Однажды, когда Миша поздно вернулся с работы, он услышал странные вещи. Стараясь заходить в квартиру как можно тише, чтоб не разбудить отца, молодой человек увидел, что свет в ванную горит, однако звуков воды не слышно. Сначала он перепугался от того, что отец пошел в душ, ему стало плохо, и он упал, потеряв сознание, но за этим чувством пришло другое, более страшное. Отец с кем-то разговаривал. Не с человеком – в прихожей не было чужой обуви, а телефон валялся на тумбочке. С кем же он говорит?
Добравшись к месту работы за пятнадцать минут до своей смены, Миша позволили себе покурить ещё разок. Пока он курил, его сзади хлопнул по плечу подкравшийся Даня Барковский. Они весте работали в Butcher’s son по приглашению их общего знакомого, лучшего друга Миши – Харькова, а в миру – Сергея Харьковского. Даня играл в созданной полгода назад группе, в которую Давыдов-младший верил больше, чем кто бы то ни был. Не имея особых музыкальных навыков, кроме чувства ритма, его определили в ударники и благодаря интернету за короткое время Борковскому удалось научиться играть несложные, не сильно быстрые партии и даже не сбивать ритма.
– Ты чё крадёшься, непутёвый?
– А ты знал, что с древнегреческого языка имя Миша означает «говно собаки»?
– Конечно знал, мне твоя мамаша рассказала, когда я её в кино водил.
После этого высокоинтеллектуального диалога они обменялись рукопожатиями и пошли к черному входу.
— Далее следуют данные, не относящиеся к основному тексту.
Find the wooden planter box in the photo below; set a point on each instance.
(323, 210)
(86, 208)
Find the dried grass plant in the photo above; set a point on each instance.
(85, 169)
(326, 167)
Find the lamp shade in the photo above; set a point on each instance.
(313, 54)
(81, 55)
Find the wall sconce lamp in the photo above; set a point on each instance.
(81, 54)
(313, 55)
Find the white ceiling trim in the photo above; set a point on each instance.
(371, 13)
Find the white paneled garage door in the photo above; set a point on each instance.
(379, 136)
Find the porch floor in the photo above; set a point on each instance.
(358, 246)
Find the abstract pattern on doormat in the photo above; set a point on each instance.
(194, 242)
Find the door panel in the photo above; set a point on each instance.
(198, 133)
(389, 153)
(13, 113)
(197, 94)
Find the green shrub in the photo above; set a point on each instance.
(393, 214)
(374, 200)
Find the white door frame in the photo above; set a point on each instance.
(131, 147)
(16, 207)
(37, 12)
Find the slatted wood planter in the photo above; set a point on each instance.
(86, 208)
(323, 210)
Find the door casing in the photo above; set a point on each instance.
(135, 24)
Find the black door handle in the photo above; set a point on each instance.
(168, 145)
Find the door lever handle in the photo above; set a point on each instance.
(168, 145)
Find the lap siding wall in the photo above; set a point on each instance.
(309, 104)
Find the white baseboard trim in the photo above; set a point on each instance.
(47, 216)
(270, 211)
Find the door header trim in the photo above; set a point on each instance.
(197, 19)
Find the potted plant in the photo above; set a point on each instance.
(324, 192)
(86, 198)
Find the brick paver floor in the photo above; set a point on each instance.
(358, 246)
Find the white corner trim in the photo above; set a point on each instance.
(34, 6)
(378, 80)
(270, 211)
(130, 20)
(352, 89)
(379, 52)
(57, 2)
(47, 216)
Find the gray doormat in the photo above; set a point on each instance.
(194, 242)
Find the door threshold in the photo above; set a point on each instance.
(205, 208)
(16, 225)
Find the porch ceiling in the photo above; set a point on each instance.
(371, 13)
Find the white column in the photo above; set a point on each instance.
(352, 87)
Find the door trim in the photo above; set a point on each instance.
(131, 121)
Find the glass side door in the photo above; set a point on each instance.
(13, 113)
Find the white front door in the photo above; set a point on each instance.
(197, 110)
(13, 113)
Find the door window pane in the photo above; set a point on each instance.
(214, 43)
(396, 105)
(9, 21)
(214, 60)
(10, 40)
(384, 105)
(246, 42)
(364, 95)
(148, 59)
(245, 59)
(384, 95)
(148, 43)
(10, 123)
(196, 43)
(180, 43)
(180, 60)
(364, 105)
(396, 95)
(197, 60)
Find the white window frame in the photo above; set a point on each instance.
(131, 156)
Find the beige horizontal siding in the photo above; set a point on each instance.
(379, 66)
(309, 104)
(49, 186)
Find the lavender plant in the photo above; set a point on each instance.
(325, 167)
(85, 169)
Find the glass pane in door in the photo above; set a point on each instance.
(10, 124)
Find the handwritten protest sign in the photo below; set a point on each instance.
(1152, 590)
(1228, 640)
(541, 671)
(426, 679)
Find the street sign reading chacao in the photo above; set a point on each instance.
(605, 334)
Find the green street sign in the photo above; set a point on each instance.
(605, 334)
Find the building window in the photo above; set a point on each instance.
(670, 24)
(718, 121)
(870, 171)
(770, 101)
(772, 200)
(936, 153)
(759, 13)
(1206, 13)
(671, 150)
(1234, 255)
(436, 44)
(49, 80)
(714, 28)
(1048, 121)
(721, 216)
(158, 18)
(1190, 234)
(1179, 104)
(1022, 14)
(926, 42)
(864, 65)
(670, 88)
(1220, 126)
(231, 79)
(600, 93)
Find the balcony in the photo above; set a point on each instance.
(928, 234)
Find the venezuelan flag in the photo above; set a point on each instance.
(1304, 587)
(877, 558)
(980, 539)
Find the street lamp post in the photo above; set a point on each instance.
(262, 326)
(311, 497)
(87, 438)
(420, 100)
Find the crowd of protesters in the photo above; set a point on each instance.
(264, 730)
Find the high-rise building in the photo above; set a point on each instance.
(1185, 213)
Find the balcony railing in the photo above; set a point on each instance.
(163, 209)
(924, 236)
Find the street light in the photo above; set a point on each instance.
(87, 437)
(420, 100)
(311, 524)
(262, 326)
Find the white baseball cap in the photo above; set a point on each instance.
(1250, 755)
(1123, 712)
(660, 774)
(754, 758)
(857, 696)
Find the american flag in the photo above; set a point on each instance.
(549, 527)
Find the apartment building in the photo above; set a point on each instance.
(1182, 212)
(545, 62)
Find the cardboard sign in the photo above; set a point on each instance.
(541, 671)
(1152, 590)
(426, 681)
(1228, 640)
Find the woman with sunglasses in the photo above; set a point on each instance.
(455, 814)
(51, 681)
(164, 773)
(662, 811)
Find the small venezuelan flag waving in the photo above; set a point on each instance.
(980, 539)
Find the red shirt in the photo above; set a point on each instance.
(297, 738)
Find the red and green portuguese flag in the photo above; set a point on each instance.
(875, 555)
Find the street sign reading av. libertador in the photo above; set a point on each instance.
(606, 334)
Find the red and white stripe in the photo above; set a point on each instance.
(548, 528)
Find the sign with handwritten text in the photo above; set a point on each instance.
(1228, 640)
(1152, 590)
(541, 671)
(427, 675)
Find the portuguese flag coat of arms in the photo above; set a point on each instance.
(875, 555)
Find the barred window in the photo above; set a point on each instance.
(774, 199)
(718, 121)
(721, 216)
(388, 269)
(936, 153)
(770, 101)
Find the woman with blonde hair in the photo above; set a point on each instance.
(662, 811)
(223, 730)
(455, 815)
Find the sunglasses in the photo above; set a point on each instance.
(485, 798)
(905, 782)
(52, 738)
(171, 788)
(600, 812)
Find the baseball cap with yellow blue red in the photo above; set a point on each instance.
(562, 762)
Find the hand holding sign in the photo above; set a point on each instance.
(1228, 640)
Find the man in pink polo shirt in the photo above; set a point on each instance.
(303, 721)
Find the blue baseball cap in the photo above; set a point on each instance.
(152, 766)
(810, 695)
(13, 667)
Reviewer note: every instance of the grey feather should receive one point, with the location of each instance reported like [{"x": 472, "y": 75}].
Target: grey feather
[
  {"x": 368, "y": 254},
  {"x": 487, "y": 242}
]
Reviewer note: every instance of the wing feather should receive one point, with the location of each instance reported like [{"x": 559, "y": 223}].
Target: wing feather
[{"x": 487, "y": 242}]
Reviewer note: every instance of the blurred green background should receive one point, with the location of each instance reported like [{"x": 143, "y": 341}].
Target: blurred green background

Харьков был сыном известного в городе ресторатора, который поднялся благодаря связям в лихие девяностые и вовремя переобулся в нулевые, от чего его бизнес не пострадал ни от шоковой терапии, ни от рейдерских захватов, ни от кризиса в период «стабильности». Сына он готовил себе в преемники и делегировал ему важные задачи, с которыми последний справлялся вполне себе неплохо. В этом ресторане он выполнял роль одновременно и бухгалтера, и кадровика, и маркетолога и даже порой управляющего, поэтому двум раздолбаям Борковскому и Давыдову стоило труда, чтоб оправдать доверие друга детства, который по старой памяти помог им пристроиться. Даня, как человек более резкий и склонный к передразниванию собеседника, был отправлен подальше с глаз долой в заготовочный цех, требующий более рутиной и монотонной работы, прямо как барабанная установка, которая находится дальше всего от публики и всё, что требуется от сидящего за ней – долбить в такт песне и желательно не сбиваться с заданного ритма.